Americans Helping Americans Abroad

French Tax Seminar - May 15, 2017

AARO held its first seminar on filing French taxes on May 15. The seminar was organized based on numerous inquiries that AARO has received from members in France, and was intended primarily for Americans filing in the French tax system.

The two speakers were Tim Ramier, AARO member and member of the Paris and Louisiana bars, and Pierre-Thomas Taponier, member of the Paris and New York bars.

Who must report?

All French tax residents (those who live, work, and/or earn income in France) must file every year. Worldwide income must be reported on your French tax forms (as it must be on your US tax forms if you are a US person). The Franco-American tax treaty prevents double taxation of Americans who file taxes in France. The speakers point out that, even if there is tax reform in the US, the terms of tax treaty will not change anytime soon. It is much more difficult to modify such a treaty than it is to pass domestic tax reform.

What must be reported?

Every kind of income must be reported: salary, rental income, dividends, capital gains, etc. If you also file taxes in the US, the number you report on your French and US tax forms should be the same (but with currency converted). Conversion rates can be found on the IRS website. For 2016, to convert euros to dollars, you must divide by 0.94.

When must reporting be completed?

For individuals filing on paper, the deadline is Wednesday May 17. Electronic filing deadlines depend on the region in which you reside. The deadline for individuals living in Paris is June 6th. The presenters note that if you have income in excess of 28,000 euros, you are required to file online. The French government is currently in the process of phasing out paper filing.

Pierre advises becoming accustomed to filing online now in order to get used to the e-filing system before it becomes obligatory.  

The forms

2042 – This is the general form.
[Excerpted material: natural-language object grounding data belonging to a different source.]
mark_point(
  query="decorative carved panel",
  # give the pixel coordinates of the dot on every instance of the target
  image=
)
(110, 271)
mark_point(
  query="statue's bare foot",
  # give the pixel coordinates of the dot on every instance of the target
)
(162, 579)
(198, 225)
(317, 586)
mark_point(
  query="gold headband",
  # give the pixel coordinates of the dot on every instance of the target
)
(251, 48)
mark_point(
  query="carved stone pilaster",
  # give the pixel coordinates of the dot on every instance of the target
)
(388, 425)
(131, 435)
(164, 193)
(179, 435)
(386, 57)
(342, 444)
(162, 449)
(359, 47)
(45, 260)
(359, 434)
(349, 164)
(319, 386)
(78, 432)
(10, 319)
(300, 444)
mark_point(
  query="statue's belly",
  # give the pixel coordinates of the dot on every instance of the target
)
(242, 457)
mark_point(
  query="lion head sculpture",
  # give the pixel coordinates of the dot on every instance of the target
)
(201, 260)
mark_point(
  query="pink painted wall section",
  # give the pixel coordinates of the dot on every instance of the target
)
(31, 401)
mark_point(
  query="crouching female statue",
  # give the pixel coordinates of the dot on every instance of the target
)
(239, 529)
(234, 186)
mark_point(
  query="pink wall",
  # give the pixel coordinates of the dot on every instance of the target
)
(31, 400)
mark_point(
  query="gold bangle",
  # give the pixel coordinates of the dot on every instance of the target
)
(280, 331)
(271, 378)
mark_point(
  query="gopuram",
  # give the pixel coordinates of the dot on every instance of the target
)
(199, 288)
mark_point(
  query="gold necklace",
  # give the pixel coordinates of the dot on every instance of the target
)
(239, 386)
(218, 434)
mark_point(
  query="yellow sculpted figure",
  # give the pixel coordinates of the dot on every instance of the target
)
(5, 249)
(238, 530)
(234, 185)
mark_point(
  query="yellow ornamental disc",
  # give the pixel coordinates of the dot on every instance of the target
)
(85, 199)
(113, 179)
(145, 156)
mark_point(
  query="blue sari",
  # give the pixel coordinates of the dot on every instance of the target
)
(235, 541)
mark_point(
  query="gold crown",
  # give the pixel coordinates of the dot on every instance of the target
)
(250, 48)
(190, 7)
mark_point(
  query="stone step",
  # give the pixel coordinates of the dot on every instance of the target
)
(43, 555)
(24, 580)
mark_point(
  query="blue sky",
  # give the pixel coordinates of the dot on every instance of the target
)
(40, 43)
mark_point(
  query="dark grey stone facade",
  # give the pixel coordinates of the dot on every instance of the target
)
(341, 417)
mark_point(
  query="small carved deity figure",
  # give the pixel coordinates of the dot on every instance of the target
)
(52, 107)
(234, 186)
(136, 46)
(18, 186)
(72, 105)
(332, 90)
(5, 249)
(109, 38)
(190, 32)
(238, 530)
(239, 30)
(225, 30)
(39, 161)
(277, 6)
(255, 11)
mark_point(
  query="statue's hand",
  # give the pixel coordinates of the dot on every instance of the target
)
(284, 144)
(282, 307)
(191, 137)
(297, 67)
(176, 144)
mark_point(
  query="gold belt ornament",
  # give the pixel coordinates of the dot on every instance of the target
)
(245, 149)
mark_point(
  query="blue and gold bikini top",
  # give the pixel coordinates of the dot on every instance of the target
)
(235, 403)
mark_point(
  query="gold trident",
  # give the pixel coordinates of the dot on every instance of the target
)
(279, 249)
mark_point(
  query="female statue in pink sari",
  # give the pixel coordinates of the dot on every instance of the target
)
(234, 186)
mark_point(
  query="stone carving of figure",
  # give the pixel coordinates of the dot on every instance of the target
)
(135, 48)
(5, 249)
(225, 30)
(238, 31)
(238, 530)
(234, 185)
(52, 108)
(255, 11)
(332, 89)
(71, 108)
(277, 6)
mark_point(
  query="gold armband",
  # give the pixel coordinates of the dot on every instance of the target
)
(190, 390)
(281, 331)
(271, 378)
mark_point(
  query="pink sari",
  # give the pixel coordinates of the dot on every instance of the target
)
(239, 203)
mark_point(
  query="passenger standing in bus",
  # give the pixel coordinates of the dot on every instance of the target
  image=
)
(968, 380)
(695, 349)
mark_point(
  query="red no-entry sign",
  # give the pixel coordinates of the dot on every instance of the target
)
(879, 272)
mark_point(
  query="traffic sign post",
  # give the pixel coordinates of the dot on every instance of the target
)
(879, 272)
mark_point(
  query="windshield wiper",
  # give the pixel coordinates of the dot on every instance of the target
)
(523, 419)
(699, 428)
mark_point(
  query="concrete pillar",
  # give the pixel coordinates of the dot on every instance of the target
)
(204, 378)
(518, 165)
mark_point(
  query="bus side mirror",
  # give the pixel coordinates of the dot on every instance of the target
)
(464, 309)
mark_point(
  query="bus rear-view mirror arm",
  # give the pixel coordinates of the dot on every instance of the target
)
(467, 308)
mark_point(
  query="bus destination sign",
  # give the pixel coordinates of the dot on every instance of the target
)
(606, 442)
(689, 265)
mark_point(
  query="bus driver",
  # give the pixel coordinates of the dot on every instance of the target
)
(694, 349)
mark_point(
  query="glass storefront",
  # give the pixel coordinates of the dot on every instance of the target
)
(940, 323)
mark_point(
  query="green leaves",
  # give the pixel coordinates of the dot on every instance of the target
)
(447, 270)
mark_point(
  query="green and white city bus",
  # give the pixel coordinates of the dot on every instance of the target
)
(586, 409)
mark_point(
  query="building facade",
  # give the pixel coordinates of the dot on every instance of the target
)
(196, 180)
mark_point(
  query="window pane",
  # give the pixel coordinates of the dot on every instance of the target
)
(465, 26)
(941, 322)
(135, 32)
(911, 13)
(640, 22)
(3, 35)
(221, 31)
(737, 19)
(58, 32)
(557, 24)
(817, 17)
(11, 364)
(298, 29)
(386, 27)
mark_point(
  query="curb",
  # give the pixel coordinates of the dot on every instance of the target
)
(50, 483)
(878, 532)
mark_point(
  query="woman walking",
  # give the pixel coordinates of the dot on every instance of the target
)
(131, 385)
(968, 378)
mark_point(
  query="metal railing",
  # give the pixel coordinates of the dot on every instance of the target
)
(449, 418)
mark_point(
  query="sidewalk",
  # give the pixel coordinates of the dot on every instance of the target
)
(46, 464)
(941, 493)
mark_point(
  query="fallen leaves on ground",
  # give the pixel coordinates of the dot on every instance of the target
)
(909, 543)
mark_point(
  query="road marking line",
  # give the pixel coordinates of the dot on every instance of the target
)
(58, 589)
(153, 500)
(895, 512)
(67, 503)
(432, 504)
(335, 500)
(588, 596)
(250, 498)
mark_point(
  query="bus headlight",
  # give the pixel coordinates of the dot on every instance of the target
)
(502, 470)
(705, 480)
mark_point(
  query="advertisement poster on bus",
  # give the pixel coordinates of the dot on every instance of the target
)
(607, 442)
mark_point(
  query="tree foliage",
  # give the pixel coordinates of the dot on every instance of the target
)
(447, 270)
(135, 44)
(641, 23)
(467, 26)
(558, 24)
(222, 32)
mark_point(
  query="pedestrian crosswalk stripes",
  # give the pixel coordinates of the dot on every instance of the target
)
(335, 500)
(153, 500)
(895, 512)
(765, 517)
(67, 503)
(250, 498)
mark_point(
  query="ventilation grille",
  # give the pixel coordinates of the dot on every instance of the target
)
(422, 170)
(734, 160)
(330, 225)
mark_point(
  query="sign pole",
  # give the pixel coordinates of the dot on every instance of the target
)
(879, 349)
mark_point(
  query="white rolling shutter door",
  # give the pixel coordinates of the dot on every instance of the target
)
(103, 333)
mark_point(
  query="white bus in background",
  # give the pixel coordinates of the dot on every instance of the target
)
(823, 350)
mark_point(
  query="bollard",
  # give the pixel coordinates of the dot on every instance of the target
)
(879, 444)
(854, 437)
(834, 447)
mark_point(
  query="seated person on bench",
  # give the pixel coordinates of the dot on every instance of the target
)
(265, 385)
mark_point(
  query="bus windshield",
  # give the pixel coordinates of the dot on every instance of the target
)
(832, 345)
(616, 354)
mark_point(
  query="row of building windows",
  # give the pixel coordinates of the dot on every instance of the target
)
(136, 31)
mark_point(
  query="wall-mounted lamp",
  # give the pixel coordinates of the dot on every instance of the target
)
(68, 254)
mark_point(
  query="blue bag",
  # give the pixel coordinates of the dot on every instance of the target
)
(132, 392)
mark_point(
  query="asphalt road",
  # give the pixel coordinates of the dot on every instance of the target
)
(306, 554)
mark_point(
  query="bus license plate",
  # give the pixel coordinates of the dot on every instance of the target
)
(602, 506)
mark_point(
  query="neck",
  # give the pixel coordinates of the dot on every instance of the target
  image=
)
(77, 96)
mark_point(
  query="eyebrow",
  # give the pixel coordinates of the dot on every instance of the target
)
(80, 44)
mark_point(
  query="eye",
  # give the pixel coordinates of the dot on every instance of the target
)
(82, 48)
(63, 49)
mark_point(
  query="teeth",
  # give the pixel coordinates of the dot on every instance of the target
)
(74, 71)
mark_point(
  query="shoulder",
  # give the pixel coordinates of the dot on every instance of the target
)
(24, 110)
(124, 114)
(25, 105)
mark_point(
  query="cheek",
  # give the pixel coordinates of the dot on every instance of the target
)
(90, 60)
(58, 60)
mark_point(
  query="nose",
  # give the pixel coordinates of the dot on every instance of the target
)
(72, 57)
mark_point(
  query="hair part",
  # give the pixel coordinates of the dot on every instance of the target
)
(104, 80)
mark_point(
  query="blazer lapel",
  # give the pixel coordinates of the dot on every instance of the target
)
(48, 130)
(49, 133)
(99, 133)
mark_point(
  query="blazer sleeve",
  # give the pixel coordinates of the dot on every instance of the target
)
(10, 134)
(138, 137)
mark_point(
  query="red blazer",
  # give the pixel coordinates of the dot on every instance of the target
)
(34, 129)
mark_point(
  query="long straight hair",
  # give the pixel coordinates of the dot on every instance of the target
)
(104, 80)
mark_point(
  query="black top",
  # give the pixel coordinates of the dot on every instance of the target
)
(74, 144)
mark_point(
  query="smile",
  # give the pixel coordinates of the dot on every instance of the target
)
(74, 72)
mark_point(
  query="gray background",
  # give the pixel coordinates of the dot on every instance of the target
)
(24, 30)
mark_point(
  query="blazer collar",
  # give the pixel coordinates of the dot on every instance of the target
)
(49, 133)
All of your basic information is indicated on here, and it directs you to other forms as necessary.

2042 C – This form is for declaration of professional income.

2044 – This form is for rental income.

2047 – Foreign Source Income. Income earned outside of France, pensions from abroad, etc. must be declared on this form. Tim and Pierre advise reporting everything, even income that is reportable but not taxable. They point out that reporting nontaxable income, such as a pension, can be useful in certain administrative cases, for example renewing a titre de séjour. In this case, it helps prove that you have income.

It is important to identify yourself as a US person, which makes you eligible for tax credit. On the online form, there is a box to check. If you can’t find it, there is a space for notes on the tax form. If you have income in a country that does not have a tax treaty with France, being double taxed is a possibility.

This form includes a field for “élimination de la double imposition,” and there is an online document that outlines instructions for each country.

3916 – Foreign Bank Account Report. This form is comparable to the FBAR, but you don’t have to record the amount in each bank account for the year. The fine for not reporting a foreign account is also lower: 1,500 euros per account that isn’t reported. You must declare any account for which you are a signatory.

There is a streamlined procedure to come into compliance for individuals who have not reported their foreign accounts in the past. It is complicated, however, and fees can be expensive. If you have foreign accounts and have not declared them in the past, Pierre advises to simply starting to declare the account(s) on your tax forms. In many cases the tax authorities will not bother comparing with your previous year’s declaration. He also recommends declaring foreign accounts sooner rather than later, since electronic exchange is becoming more and more common, and the French tax authorities will eventually realize if you have a foreign account.

Additional information

If there is a problem with taxation on your US source income, you can file a “réclamation” online. In the experience of the two speakers, the Paris tax offices tend to be fair when addressing such claims.

Impôt sur la fortune (ISF) – This concerns individuals with a minimum of 1.3 million euros of assets (which excludes certain assets such as artwork.) Bank accounts, real estate, etc. are subject to ISF reporting.

One audience member asked about the “taxe d’habitation,” wondering how it is determined. Tim and Pierre responded that unfortunately the calculations are not very clear. However, the tax authorities do provide some information on your statement.

The Withholding Reform

This tax reform, which has been underway for a while, was expected it to be applied in 2018, but will likely be further delayed until January 2019 by the new French president.

The withholding reform consists of having individuals pay taxes on an ongoing, monthly basis for the current year, rather than for the year after. Some tax payers have already opted to do this, but once applied, it will be across the board.

Tax return filing will not disappear with the reform. Everyone will still be required to file, but this will be used to correct the tax rates if need be.